There are plenty of documented instances of this, especially in land use and housing (see Tom Slee and Jessica McKenzie in Civicist) and I assume you’d find other examples in health, criminal justice, etc. I’ve personally seen well-intentioned civic hackers use open data on education to help upper-middle class parents accelerate a process of public education segregation and disenfranchisement.

In other words, the real misuse of “open data” may not be about bad actors so much as the misuse of the concept itself as a flimsy stand-in for what otherwise should be broader and more robust civic strategies for effective democratic governance and collective action for public interest.

(Jan Suchal) #12

That’s not true at all. See - data from companies registers - containing personal data of statutory bodies - personal data of owners etc. - who is benefiting from companies = personal data

Property owners in land registries - e.g. New Zealand

Procurement data containing winners and bidders (these could be also natural persons, not only companies = personal data)

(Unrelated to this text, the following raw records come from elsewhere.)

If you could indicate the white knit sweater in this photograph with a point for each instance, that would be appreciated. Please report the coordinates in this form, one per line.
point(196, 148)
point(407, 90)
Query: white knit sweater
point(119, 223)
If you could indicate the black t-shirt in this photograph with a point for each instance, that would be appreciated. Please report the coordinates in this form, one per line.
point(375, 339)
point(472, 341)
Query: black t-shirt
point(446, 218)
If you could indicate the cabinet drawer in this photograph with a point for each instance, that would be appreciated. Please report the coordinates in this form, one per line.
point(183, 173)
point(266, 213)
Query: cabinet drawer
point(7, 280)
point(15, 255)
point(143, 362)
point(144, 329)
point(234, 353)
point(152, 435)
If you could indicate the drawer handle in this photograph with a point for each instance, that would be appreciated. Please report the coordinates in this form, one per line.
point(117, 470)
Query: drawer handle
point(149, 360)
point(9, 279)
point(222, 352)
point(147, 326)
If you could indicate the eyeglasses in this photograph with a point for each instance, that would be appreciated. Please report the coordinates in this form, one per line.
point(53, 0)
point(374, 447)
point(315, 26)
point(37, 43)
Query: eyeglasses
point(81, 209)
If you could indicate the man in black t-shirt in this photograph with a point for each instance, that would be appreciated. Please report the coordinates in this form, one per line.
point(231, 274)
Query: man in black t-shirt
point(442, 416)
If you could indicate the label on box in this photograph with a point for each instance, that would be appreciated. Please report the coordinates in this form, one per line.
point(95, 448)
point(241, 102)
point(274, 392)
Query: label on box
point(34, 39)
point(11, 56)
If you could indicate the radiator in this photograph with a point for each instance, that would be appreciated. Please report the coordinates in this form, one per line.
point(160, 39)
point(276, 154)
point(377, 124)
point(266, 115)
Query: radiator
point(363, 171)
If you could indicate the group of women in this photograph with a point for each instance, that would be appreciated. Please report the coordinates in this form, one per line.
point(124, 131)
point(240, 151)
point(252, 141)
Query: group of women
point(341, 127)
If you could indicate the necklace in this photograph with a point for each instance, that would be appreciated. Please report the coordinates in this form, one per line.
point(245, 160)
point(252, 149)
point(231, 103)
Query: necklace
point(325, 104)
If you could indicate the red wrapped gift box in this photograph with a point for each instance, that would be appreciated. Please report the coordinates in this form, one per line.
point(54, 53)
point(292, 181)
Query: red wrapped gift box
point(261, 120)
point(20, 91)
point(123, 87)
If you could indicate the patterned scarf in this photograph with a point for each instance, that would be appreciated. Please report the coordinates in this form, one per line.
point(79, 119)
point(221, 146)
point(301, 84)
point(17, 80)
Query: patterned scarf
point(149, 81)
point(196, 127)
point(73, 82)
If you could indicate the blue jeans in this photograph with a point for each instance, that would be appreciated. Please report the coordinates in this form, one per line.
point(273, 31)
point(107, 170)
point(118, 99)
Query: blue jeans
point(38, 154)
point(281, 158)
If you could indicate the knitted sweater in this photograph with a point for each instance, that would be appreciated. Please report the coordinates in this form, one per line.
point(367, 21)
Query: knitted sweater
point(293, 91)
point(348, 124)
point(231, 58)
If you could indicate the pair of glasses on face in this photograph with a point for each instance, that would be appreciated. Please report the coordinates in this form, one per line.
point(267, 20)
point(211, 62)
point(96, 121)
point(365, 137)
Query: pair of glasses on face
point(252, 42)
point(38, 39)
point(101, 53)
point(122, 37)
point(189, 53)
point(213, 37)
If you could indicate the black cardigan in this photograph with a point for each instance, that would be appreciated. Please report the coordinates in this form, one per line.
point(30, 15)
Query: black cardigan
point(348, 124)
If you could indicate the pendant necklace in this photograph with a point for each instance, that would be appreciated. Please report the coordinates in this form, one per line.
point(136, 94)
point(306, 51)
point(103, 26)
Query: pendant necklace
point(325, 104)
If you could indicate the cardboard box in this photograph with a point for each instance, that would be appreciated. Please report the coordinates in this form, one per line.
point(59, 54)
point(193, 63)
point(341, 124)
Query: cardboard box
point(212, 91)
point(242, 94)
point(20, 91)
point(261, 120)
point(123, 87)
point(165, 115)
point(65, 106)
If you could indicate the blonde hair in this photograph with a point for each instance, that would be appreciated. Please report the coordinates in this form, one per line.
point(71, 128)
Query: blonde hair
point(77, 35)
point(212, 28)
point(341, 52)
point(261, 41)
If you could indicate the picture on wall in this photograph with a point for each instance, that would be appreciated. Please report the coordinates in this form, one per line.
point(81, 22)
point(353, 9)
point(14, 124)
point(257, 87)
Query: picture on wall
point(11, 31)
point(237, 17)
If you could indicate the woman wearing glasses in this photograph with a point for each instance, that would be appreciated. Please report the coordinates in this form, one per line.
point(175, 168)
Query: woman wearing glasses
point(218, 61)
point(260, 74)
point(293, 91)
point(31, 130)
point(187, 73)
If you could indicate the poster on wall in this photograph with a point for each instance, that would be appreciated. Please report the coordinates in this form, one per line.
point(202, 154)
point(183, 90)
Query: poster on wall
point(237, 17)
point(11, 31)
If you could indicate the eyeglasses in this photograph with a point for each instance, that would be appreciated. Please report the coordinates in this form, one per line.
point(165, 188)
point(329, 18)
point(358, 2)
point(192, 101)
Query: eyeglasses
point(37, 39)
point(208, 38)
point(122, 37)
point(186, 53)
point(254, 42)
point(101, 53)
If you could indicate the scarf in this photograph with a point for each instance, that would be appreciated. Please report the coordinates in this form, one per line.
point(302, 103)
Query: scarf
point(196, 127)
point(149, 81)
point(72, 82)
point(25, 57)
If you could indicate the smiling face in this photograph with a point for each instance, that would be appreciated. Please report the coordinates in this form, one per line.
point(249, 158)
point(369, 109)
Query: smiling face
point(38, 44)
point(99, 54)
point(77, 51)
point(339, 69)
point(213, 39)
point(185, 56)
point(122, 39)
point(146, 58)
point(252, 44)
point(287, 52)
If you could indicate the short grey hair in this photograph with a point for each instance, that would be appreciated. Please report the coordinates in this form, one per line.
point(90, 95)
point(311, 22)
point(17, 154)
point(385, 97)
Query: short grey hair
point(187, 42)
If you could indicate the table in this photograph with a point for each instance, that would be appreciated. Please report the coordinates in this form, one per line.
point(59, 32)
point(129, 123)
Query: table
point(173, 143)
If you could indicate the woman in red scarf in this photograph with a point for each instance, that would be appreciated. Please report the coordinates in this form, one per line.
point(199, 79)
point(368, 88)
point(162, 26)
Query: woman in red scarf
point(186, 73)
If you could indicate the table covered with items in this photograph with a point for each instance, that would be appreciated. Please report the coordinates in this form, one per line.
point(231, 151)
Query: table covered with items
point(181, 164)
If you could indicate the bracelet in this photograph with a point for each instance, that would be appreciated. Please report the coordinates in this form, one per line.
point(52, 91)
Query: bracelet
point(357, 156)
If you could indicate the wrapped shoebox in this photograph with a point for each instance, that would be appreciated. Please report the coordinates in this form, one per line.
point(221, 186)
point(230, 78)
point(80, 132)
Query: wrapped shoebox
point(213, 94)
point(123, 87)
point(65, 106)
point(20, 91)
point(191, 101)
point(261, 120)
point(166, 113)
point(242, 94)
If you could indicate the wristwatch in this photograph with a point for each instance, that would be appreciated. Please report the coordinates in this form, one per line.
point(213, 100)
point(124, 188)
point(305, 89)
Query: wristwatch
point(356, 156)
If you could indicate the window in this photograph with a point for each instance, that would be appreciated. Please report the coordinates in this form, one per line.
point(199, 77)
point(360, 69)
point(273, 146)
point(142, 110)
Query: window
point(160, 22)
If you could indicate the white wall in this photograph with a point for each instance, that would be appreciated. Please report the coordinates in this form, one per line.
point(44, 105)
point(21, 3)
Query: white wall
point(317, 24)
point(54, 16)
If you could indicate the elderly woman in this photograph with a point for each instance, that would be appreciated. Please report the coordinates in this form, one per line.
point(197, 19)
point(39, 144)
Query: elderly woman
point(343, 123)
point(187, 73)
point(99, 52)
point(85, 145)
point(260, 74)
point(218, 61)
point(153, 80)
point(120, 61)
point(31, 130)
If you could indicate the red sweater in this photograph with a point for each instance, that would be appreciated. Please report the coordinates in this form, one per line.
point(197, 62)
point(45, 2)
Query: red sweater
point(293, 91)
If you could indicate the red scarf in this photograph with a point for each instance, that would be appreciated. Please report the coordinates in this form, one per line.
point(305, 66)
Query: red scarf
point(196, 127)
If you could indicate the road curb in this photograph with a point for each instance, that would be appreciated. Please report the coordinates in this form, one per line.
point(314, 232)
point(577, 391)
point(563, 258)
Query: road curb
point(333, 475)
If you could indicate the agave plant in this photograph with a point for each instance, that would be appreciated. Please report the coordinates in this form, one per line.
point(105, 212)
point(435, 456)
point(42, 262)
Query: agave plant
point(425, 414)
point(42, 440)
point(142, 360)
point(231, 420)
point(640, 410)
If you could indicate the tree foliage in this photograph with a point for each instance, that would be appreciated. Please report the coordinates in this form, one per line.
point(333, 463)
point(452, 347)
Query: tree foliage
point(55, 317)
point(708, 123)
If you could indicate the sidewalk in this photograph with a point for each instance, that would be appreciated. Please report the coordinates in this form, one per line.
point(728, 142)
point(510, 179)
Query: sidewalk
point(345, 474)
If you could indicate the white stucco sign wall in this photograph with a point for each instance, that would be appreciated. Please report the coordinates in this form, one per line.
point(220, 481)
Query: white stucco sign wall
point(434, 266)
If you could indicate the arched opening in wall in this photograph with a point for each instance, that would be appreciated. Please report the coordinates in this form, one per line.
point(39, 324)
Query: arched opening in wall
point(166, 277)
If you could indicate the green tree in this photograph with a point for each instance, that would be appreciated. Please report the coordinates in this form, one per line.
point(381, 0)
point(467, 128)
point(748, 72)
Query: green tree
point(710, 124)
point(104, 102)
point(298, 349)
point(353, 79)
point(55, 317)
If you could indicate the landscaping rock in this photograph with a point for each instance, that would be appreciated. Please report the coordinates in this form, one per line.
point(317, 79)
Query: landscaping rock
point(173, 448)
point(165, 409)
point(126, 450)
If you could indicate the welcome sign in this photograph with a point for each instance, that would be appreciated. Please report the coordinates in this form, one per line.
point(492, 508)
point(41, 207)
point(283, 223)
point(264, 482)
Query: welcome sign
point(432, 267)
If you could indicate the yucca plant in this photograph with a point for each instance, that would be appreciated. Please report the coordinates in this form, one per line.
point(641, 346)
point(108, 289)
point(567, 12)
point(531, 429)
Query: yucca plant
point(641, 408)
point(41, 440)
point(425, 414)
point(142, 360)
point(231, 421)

and many many more. All of these have tremendous value for transparency and allow to create a healthy open data business ecosystem.

(Jan Suchal) #13

BTW - GDPR (the upcoming EU regulation regading personal data protection) is causing a lot of confusion in Open Data / Open Research data world - see

(Anna Kuliberda) #14

I find the example of this post-mortem quite interesting:
Should Schools Be Closed? Learning from Schooloscope, an OpenData post-mortem

(Sebastian Haselbeck) #15

You are right, my statement was a bit sloppy. A lot of the “open government data” advocacy however concentrates on the “open by default, except…” philosphy, wherein all data is to be opened except if they contain sensible personal Information or personal identifiable data, sensitive data for example regarding national security or business secrets. The other cases you name are of course valid. Ownership data is especially contentious, however different EU member states seem to follow very different approaches on this (compare e.g. the UK vs Germany). Thanks for the link to the okfn discussion thread.